Esta semana falleció Joaquín Lavado, Quino, creador de caricaturas y comics sensibles, inteligentes, empáticos y plenas de amor por la humanidad.

Murió Quino, y me pregunto si en su silencio de los últimos años se mantuvo lucido para ver cómo el mundo, más que enfermo, parece agónico y no hay cama – como ocurre con muchos enfermos de coronavirus – para posarlo, mientras los vemos sufrir, impotentes.

Falleció el padre de Mafalda y, me pregunto si ella ya estará jubilada de la ONU o algún organismo internacional en el cual se esforzó por buscar paz y alimento para la humanidad concluyendo que esos “simpáticos inoperantes” ya ni siquiera son simpáticos pero siguen siendo inoperantes.


¿Estará Susanita contenta de tener muchos nietos de sus muchos hijos, en su vida insípida, viendo Netflix todo el día, mantenida por un ricachón pero lamentando que ahora solo puede ver a su progenie por Zoom?

¿Será Manolito el dueño de una gran cadena de mega supermercados que tienen de todo pero no vende barato?

¿Seguirá Felipe siendo un idealista o la realidad lo transformó en un ejecutivo, llanero solitario, atrapado en deudas y exceso de trabajo con poco tiempo para su familia?

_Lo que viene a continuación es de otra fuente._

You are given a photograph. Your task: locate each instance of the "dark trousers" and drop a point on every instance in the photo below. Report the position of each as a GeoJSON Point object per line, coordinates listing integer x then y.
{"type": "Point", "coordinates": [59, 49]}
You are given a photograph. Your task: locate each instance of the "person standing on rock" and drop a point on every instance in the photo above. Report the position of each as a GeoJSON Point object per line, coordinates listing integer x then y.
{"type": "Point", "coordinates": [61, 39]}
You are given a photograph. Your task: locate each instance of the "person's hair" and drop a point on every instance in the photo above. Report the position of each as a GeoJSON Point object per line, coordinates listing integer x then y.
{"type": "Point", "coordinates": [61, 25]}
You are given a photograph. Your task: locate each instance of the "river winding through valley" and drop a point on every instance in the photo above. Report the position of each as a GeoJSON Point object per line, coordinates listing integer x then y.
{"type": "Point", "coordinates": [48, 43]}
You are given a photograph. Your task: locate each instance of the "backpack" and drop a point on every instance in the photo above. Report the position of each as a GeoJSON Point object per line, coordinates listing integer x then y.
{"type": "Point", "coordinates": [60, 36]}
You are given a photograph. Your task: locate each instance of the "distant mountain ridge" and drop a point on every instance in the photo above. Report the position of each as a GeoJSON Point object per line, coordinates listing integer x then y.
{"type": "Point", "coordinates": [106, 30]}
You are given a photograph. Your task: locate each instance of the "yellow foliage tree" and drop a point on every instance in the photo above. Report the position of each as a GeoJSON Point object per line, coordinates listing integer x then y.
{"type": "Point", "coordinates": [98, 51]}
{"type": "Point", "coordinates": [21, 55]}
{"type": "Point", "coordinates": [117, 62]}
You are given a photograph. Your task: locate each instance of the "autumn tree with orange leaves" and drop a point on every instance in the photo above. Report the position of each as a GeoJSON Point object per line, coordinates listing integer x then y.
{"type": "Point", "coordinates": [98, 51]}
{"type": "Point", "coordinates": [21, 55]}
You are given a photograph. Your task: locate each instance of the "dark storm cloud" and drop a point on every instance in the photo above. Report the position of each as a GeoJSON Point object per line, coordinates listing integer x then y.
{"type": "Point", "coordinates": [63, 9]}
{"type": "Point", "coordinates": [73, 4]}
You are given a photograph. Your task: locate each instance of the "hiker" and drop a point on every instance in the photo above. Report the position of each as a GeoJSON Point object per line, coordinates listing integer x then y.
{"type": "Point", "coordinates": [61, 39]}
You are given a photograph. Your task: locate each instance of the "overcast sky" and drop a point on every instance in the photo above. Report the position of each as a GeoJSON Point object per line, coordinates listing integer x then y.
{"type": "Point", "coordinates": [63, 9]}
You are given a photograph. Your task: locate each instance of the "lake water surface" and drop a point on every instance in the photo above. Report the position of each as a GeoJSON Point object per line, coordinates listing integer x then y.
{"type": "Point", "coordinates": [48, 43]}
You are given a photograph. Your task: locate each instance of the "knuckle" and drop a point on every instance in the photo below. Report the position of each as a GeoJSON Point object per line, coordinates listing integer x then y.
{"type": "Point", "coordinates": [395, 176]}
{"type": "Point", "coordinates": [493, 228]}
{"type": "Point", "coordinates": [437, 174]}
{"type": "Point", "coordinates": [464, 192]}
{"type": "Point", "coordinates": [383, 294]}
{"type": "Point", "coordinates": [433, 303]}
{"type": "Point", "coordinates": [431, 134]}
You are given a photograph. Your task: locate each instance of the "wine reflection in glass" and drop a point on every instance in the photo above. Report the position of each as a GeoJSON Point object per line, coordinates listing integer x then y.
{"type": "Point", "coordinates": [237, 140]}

¿Estará Miguelito involucrado con un grupo nacionalista y populista, quizá “la campora” kirchnerista, porque se creyó los cuentos de su abuelo que adoraba a Mussolini o estará, más bien, creando Apps parecidas a sus ocurrencias infantiles?

¿Libertad será una comunista o se permitió apoyar causas que defiendan su nombre?

Y Guille, que le preguntaba a Mafalda si el calor que hacía un día era culpa del gobierno ahora dirá que predijo la responsabilidad de dirigentes por el cambio climático.

No importa como sean hoy todos ellos, lo que importa es como quedaron retratadas sus infancias y que su progenitor, Quino, no será olvidado. Paz a sus restos.